Pheasant is one of the milder game birds, the wallflower of the game world, I suppose. I prefer partridge and woodcock because they really up the gamey level. Or I did, that is, until I thought of potting pheasant, or to be more precise, smoking it,
confit-ing it and then potting it.
That may sound daunting, but it isn’t, I promise.

The best way to eat this potted pheasant is either slightly warmed or at room temperature on hot toast with butter and a scatter of capers. I also like a little bit of cucumber pickle on the side (see my blog for a recipe). It’s so delicious, the meat is soft and tender and smoky and the thyme and butter really add to the flavours. It’s changed my view of pheasant no end… Call this my Christmas present to you – enjoy it!

Juniper and wood-smoked potted pheasant
 
Serves: 4
Ingredients
  • 1 pheasant
  • hickory and applewood chips
  • a few crushed juniper berries
  • 350g jar duck or goose fat
  • 1 bay leaf
  • 1 bunch thyme
  • 25g butter
  • ½ lemon
  • salt and pepper
Method
  1. I smoke the pheasant in my smoker, which I call Mr Smokerson (you can see him on my blog – he’s very handsome, so do look) for 2 hours - the whole bird, with a mix of hickory and apple wood and some juniper berries. If you don’t have a smoker roast the whole pheasant for 20 mins in a hot oven instead.

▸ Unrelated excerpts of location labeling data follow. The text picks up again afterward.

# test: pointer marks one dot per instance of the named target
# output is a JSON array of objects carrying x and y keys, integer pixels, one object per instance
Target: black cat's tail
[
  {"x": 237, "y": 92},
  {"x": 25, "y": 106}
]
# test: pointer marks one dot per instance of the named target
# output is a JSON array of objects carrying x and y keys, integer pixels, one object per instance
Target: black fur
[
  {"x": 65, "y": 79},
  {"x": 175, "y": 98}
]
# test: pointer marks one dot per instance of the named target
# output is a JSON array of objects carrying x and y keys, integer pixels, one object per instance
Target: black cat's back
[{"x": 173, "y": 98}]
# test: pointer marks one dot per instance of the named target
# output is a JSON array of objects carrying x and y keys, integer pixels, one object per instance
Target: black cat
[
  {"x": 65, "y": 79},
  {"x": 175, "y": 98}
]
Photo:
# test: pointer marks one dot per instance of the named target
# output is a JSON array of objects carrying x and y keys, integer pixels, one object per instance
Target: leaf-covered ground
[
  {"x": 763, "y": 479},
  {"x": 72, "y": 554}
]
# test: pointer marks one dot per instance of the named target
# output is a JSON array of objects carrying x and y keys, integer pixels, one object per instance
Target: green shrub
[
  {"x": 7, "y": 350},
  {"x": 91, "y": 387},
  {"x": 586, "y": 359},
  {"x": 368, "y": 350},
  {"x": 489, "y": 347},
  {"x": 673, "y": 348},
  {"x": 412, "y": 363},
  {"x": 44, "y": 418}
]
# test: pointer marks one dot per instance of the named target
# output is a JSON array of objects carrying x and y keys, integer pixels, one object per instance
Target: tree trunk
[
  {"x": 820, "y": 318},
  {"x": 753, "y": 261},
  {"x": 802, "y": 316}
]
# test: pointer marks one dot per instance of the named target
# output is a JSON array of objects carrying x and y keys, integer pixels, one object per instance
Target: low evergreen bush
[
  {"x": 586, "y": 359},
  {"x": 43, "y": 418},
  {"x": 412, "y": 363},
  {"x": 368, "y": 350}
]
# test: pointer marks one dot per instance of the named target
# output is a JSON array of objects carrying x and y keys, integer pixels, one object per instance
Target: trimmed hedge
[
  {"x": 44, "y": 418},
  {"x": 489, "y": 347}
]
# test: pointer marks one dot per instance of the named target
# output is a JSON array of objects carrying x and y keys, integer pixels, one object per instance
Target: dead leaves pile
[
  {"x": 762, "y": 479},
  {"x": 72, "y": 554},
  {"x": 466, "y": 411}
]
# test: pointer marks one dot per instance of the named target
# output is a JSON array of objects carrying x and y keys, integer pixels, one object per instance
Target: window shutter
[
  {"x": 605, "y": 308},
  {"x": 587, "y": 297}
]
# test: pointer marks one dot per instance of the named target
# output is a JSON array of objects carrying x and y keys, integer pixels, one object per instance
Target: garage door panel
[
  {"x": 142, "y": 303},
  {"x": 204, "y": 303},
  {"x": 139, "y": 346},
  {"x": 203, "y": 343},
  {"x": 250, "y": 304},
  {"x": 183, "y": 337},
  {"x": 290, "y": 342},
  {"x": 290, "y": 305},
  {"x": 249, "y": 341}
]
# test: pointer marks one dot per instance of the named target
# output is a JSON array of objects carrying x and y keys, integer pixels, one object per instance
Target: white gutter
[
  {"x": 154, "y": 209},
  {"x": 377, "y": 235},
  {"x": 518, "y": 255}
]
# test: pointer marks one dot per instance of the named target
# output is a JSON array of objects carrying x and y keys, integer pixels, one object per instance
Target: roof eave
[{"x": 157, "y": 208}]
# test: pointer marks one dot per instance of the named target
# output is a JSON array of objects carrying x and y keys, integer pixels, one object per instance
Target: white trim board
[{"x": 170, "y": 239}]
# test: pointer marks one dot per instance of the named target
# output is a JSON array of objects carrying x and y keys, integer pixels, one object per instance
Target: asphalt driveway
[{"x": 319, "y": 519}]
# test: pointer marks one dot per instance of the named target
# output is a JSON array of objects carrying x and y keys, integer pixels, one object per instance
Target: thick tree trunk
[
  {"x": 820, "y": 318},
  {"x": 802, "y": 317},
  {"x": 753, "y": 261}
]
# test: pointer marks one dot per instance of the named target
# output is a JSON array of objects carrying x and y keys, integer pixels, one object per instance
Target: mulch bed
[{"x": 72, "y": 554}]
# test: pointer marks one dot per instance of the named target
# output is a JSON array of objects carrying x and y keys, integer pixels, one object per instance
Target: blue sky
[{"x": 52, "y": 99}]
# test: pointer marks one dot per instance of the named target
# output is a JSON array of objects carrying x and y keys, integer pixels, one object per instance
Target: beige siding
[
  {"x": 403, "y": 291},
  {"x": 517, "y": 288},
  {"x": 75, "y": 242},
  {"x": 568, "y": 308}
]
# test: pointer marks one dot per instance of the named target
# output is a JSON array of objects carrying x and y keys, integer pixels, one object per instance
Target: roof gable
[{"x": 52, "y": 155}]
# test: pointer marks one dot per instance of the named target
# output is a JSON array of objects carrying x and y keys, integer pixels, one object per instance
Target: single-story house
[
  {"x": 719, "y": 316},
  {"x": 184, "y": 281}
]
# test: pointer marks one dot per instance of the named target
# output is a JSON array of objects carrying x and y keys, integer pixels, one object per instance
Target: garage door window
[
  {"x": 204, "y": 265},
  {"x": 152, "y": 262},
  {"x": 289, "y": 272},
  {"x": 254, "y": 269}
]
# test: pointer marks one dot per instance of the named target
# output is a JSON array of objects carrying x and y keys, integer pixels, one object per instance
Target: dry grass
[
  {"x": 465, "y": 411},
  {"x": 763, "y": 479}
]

  2. To confit, joint the pheasant, place it in a pot in which it fits snugly and pour over 350g of warm duck or goose fat (a standard size jar per bird). You want the fat to cover the bird as much as possible. Add a bay leaf and a bunch of thyme, and if you haven’t smoked the meat add a few crushed juniper berries. Then roast at
  3. C/Gas 2 for 1-1½ hours until the meat is soft and falling off the bone. When it’s done, take it out of the fat and leave to cool. You can keep the fat in a jar in the fridge and use it again, but reserve some to pour over the top of the finished pheasant. Then shred the meat into tiny pieces. This is best done by hand so you can discard any bits of bone, skin or fat, and you get a nice irregular coarse texture rather than the pâté texture you get if you blitz it. Add a little of the melted fat now and again to keep it from drying out and add quite a few fresh thyme leaves and some pepper. Then melt 25g of butter per bird and the juice of half a lemon and add this all to the meat. Finally, pack the meat into a jar or small pots and pour over a thin layer of the melted fat, just enough to cover. This will keep for a few months in the fridge. I find that one bird makes two regular jars. You can use this method with a range of other meats. I have made potted duck previously, and you can also try pork in the same way, or rabbit. Delicious!